Tout aussi intéressante est la description des relations houleuses qu’entretiendront au cours de ces vingt-cinq années, ce collège-think tank et le Parti conservateur. Dès le commencement, la vocation d’Ashridge est ambiguë. Il doit en effet se distinguer du Conservative Research Department (CRD), créé au même moment mais dont les travaux et publications sont à l’usage exclusif du parti, et s’ouvrir à un public non-partisan. Ce, sans renier sa raison d’être, au service des conservateurs. La question de l’indépendance d’Ashridge, qui jusqu’en 1954 ne s’extirpera pas de la précarité financière dont il finira par mourir, restera au cœur du contentieux : le parti conservateur ne le finance pas. Les tensions naîtront aussi de l’ouverture d’Ashridge à des enseignants et élèves non-issus du Parti. Tout comme la vocation universelle de la recherche qui est conduite. Cette ouverture déstabilise les cadres conservateurs, qui envoient des quatre coins du pays, de jeunes militants suivre à Ashridge, des sessions de formation, et attendent surtout du collège qu’il leur fournisse des outils clé-en-main pour partir en campagne électorale. Mais ces tensions n’empêchent pas le collège de tisser avec le parti un lien organique. Les jeunes hommes politiques s’y professionnalisent et apprennent à préférer les idées bien construites aux slogans. Les candidats y puisent leurs idées, et les politiciens en fin de carrière y trouvent une place d’intervenants. Son rôle dans la formation contribue à la modernisation définitive du parti. La valorisation de la notion d’expertise permet le développement d’une méritocratie au sein d’un parti où le diplôme et la compétence ont longtemps moins compté que l’appartenance à l’aristocratie, la pratique du rugby et les manières de gentleman.

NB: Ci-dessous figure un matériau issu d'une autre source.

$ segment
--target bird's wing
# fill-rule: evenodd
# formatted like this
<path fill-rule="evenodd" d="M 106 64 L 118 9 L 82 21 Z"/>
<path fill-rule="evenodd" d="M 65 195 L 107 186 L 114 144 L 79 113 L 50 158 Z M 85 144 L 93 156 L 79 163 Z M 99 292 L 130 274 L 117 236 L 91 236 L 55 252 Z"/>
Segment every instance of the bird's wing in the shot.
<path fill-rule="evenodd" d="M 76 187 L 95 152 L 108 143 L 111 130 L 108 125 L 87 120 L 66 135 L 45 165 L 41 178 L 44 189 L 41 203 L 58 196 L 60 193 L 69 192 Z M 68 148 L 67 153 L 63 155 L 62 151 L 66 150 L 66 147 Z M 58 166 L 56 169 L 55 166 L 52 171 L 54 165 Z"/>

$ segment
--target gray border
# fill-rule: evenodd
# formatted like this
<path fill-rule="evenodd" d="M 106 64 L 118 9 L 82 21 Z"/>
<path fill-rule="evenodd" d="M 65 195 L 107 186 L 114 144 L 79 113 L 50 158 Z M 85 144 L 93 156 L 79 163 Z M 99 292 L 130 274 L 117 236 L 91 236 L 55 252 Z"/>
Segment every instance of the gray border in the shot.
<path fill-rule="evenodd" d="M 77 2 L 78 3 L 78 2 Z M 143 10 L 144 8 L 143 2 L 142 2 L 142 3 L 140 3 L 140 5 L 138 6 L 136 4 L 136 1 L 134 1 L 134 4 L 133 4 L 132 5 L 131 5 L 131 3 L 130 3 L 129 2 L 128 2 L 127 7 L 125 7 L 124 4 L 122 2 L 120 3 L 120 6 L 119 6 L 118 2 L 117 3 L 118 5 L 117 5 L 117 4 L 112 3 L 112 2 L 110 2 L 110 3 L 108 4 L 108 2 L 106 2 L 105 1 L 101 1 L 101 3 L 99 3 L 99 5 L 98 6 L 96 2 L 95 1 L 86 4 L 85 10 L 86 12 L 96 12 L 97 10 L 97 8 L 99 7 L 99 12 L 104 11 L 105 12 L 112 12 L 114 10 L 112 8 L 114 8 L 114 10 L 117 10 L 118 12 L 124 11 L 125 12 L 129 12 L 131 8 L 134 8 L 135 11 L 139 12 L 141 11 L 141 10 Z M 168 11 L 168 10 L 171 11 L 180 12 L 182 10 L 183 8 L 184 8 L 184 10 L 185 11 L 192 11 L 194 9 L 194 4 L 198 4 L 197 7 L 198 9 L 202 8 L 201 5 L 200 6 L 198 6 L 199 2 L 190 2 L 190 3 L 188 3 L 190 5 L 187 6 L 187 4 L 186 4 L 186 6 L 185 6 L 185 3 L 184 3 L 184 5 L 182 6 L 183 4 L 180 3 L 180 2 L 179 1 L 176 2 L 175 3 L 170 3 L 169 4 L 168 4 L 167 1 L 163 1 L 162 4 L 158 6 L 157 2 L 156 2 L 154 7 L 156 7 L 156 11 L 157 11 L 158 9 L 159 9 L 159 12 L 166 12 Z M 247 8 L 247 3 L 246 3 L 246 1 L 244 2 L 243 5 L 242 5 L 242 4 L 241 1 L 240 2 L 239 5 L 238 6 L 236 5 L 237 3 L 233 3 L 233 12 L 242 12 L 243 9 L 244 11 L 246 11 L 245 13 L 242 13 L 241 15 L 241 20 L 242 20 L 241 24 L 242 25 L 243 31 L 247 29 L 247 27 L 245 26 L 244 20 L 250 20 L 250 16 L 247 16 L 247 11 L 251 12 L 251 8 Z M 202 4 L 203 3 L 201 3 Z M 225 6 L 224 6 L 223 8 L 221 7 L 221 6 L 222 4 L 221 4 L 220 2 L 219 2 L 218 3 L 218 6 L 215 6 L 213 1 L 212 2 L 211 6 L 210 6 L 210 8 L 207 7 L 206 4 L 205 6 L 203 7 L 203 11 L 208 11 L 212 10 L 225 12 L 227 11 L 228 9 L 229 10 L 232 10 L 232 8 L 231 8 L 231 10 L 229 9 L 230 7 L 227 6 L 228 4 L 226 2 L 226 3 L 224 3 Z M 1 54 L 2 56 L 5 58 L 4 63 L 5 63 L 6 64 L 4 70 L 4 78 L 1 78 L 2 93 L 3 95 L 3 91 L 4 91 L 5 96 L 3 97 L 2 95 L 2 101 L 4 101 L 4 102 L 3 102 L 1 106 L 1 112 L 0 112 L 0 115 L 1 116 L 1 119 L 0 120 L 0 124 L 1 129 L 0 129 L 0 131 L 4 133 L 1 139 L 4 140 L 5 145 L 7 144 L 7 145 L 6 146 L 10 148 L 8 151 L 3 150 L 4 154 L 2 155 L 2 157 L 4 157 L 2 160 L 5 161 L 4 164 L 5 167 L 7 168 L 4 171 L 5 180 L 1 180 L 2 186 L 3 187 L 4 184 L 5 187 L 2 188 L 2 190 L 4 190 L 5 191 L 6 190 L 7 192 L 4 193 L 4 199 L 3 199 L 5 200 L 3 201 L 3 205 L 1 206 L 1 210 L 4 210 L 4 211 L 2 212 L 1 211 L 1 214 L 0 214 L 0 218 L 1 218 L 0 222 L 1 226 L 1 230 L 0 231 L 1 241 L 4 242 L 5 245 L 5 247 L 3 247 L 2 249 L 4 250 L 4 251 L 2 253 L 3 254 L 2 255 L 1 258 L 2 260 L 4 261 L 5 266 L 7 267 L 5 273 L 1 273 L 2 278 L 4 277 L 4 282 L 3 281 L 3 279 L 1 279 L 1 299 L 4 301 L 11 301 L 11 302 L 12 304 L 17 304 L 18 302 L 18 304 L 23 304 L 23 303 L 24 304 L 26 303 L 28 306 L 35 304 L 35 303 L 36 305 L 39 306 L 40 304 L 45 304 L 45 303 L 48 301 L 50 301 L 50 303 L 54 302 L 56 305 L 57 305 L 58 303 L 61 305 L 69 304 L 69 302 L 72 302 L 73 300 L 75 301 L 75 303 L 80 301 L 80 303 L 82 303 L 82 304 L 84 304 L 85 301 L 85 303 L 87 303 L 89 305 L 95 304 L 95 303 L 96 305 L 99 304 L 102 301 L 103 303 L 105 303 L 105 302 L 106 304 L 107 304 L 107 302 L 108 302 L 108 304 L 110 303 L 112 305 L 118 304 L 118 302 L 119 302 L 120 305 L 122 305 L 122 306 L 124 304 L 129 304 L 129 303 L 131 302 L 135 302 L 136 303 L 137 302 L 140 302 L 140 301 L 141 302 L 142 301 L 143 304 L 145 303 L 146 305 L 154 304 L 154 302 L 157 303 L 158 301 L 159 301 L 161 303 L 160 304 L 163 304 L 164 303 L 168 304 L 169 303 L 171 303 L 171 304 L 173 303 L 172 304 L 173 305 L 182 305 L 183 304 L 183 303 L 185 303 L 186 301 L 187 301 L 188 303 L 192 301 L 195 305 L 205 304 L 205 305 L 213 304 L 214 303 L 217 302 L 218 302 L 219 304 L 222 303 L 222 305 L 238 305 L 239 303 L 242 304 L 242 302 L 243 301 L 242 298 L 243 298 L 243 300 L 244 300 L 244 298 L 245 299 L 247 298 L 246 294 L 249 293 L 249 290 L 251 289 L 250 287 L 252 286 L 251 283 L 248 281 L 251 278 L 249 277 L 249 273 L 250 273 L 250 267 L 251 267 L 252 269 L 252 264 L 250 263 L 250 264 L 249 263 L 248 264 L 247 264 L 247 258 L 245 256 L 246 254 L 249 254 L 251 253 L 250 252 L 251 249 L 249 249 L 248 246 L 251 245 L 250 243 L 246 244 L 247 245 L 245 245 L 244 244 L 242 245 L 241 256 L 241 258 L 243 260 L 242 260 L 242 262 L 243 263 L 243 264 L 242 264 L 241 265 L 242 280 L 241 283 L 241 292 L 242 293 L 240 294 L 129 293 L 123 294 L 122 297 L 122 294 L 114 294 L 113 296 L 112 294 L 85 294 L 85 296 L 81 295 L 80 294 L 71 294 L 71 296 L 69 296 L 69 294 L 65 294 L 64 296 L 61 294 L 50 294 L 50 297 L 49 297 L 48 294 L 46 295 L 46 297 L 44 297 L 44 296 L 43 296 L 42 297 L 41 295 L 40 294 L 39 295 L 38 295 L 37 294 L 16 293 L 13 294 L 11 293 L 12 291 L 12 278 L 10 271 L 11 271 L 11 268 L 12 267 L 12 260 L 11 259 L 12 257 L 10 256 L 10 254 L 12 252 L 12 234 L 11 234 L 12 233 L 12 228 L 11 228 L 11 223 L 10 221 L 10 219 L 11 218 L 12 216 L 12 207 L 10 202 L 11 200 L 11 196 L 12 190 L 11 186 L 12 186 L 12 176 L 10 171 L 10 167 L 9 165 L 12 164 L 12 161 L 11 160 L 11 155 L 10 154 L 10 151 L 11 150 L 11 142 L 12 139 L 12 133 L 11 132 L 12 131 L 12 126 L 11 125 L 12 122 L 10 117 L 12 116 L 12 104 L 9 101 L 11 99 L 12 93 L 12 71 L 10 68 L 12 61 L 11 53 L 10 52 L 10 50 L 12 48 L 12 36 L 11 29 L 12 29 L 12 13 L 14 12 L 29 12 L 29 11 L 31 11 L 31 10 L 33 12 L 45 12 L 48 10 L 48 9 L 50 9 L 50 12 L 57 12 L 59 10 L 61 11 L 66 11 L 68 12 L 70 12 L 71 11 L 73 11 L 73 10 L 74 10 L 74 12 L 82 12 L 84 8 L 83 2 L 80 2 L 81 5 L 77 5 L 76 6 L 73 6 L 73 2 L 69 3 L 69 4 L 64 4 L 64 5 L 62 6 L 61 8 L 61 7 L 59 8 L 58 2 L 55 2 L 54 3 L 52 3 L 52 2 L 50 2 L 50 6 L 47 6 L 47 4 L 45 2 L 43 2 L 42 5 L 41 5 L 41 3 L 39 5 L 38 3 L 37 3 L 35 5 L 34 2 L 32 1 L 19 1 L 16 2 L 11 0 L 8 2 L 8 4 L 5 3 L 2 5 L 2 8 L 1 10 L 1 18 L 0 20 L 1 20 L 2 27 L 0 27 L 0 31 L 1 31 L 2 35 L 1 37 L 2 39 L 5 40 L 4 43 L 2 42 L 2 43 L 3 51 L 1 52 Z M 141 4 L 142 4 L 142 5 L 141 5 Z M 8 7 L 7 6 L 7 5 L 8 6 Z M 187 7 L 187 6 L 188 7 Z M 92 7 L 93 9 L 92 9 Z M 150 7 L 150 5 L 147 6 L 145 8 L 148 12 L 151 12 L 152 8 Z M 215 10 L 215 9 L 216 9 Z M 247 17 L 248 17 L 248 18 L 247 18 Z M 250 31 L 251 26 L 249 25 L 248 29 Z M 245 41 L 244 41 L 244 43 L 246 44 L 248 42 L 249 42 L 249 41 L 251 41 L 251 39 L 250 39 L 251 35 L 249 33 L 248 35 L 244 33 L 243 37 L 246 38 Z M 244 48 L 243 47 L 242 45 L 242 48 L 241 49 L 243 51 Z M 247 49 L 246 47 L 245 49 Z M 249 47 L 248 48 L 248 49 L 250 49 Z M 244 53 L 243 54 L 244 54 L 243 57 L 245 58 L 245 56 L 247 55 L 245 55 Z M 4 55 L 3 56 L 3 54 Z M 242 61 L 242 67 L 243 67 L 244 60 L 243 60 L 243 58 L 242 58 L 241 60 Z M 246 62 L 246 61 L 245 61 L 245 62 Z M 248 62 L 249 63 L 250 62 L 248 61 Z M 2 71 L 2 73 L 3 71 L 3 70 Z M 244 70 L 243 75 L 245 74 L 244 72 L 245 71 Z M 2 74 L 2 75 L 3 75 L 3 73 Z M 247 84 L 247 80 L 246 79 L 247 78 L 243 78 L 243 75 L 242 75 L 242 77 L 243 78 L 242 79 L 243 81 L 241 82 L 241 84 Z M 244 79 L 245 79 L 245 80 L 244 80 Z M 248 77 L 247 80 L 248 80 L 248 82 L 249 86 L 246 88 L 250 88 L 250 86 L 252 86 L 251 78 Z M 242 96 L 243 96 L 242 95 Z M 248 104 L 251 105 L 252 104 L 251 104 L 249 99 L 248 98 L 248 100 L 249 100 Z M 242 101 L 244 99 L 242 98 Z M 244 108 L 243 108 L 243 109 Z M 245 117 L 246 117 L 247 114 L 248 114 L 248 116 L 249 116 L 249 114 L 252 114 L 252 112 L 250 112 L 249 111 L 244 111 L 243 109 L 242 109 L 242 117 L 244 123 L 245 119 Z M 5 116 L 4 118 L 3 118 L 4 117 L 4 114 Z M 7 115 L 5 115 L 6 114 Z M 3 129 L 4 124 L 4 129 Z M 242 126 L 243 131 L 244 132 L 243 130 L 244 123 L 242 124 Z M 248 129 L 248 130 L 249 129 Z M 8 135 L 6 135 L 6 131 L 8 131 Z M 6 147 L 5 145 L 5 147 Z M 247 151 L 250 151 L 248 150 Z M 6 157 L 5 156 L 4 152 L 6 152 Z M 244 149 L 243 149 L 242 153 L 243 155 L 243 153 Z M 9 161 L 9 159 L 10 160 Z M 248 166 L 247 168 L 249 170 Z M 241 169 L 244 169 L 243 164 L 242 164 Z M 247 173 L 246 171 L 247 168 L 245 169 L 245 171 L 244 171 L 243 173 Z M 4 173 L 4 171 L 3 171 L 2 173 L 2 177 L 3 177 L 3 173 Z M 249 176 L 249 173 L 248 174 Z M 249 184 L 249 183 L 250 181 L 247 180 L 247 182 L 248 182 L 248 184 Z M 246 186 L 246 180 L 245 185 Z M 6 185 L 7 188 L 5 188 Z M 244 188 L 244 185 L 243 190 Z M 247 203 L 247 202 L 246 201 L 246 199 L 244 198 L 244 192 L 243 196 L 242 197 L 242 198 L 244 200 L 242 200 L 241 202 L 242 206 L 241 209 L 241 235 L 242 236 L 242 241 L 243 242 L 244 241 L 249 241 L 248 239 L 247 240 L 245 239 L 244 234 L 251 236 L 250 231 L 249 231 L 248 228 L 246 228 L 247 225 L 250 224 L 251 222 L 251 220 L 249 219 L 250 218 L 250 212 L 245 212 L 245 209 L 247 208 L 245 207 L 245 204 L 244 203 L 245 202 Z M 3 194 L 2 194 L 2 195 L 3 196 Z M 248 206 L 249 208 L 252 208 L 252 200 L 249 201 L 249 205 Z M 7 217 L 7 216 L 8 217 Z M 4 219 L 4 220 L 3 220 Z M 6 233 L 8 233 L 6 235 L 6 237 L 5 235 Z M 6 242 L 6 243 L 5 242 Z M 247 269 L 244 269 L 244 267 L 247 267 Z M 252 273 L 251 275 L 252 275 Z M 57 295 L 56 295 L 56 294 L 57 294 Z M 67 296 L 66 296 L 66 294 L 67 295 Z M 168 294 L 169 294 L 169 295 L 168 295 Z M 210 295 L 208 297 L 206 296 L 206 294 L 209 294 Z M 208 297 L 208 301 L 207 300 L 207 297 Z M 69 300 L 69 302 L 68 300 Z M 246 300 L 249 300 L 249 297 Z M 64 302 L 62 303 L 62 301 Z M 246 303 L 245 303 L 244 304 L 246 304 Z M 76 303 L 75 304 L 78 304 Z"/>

Finalement, si le lien entre eux est organique, Ashridge ne devient la source intellectuelle du parti que parce qu’il existe aussi entre eux une force centrifuge qu’est le souci de l’indépendance. Ainsi se construit une relation moderne entre un think tank et un parti dans un monde anglo-saxon où, il est vrai, la méfiance entre monde politique et universitaire est peut-être moins grande que de ce côté-ci de la Manche.